From local to nonlocal: higher fidelity simulations of photon emission in intense laser pulses

TL;DR

This paper introduces an improved numerical simulation method for quantum electrodynamical processes in intense laser fields, overcoming limitations of existing approximations by incorporating nonlocal effects and interference phenomena.

Contribution

It develops a novel simulation approach combining cycle-averaged equations and locally monochromatic QED rates, enhancing accuracy over traditional locally constant field approximations.

Findings

Significantly improved photon emission simulation accuracy.

Effective across various laser field configurations.

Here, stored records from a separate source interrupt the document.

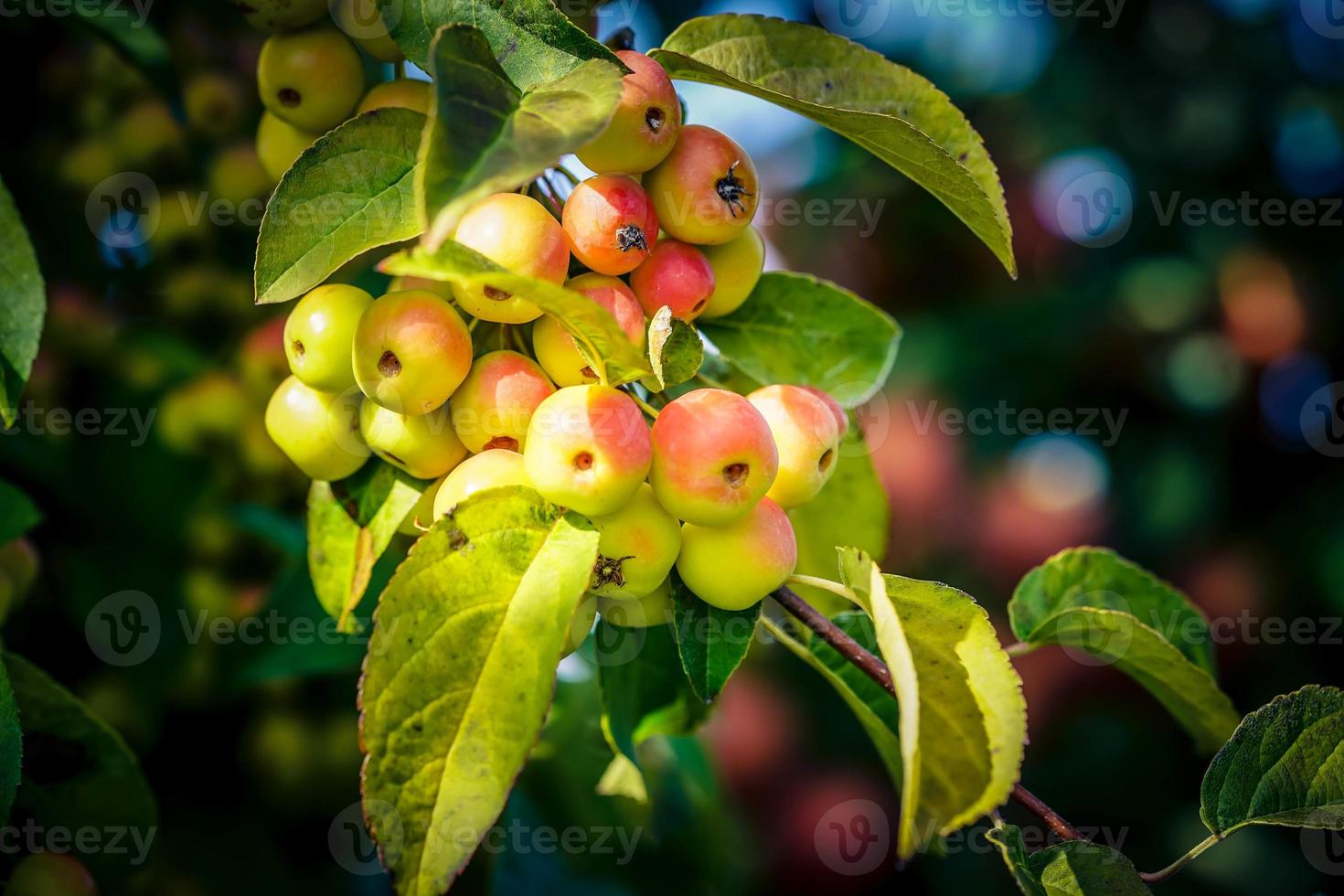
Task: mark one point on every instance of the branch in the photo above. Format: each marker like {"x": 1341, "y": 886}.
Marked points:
{"x": 877, "y": 669}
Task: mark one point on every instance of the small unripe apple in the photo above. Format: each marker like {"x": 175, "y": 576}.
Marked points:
{"x": 588, "y": 449}
{"x": 366, "y": 26}
{"x": 645, "y": 125}
{"x": 311, "y": 78}
{"x": 737, "y": 269}
{"x": 319, "y": 335}
{"x": 495, "y": 403}
{"x": 485, "y": 470}
{"x": 638, "y": 613}
{"x": 806, "y": 437}
{"x": 319, "y": 432}
{"x": 411, "y": 351}
{"x": 734, "y": 566}
{"x": 403, "y": 93}
{"x": 675, "y": 274}
{"x": 557, "y": 351}
{"x": 423, "y": 445}
{"x": 638, "y": 544}
{"x": 714, "y": 457}
{"x": 611, "y": 223}
{"x": 706, "y": 191}
{"x": 281, "y": 15}
{"x": 517, "y": 234}
{"x": 50, "y": 875}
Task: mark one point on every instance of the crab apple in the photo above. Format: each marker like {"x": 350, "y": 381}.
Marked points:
{"x": 317, "y": 432}
{"x": 311, "y": 78}
{"x": 425, "y": 445}
{"x": 675, "y": 274}
{"x": 737, "y": 269}
{"x": 320, "y": 332}
{"x": 734, "y": 566}
{"x": 645, "y": 123}
{"x": 411, "y": 351}
{"x": 588, "y": 449}
{"x": 489, "y": 469}
{"x": 50, "y": 875}
{"x": 834, "y": 406}
{"x": 281, "y": 15}
{"x": 637, "y": 547}
{"x": 402, "y": 91}
{"x": 557, "y": 351}
{"x": 611, "y": 223}
{"x": 495, "y": 403}
{"x": 806, "y": 437}
{"x": 279, "y": 144}
{"x": 638, "y": 613}
{"x": 517, "y": 234}
{"x": 714, "y": 457}
{"x": 706, "y": 191}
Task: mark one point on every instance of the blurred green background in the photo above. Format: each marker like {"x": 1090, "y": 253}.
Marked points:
{"x": 1176, "y": 355}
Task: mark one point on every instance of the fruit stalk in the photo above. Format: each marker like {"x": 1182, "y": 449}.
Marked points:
{"x": 877, "y": 669}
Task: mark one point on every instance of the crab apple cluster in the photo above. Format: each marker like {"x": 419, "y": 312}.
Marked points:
{"x": 312, "y": 73}
{"x": 700, "y": 486}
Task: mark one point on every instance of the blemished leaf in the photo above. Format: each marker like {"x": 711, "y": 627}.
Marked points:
{"x": 1283, "y": 766}
{"x": 349, "y": 524}
{"x": 804, "y": 331}
{"x": 592, "y": 325}
{"x": 532, "y": 40}
{"x": 644, "y": 695}
{"x": 461, "y": 672}
{"x": 78, "y": 773}
{"x": 849, "y": 509}
{"x": 887, "y": 109}
{"x": 11, "y": 746}
{"x": 25, "y": 300}
{"x": 711, "y": 643}
{"x": 1094, "y": 602}
{"x": 1074, "y": 868}
{"x": 675, "y": 351}
{"x": 485, "y": 136}
{"x": 349, "y": 192}
{"x": 17, "y": 512}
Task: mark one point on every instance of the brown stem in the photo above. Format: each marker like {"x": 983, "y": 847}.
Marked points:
{"x": 877, "y": 669}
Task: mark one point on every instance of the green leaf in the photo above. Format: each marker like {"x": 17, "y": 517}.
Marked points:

Captures interference effects and nonlocal phenomena.

Abstract

State-of-the-art numerical simulations of quantum electrodynamical (QED) processes in strong laser fields rely on a semiclassical combination of classical equations of motion and QED rates, which are calculated in the locally constant field approximation. However, the latter approximation is unreliable if the amplitude of the fields, $a_0$, is comparable to unity. Furthermore, it cannot, by definition, capture interference effects that give rise to harmonic structure. Here we present an alternative numerical approach, which resolves these two issues by combining cycle-averaged equations of motion and QED rates calculated in the locally monochromatic approximation. We demonstrate that it significantly improves the accuracy of simulations of photon emission across the full range of photon energies and laser intensities, in plane-wave, chirped and focused background fields.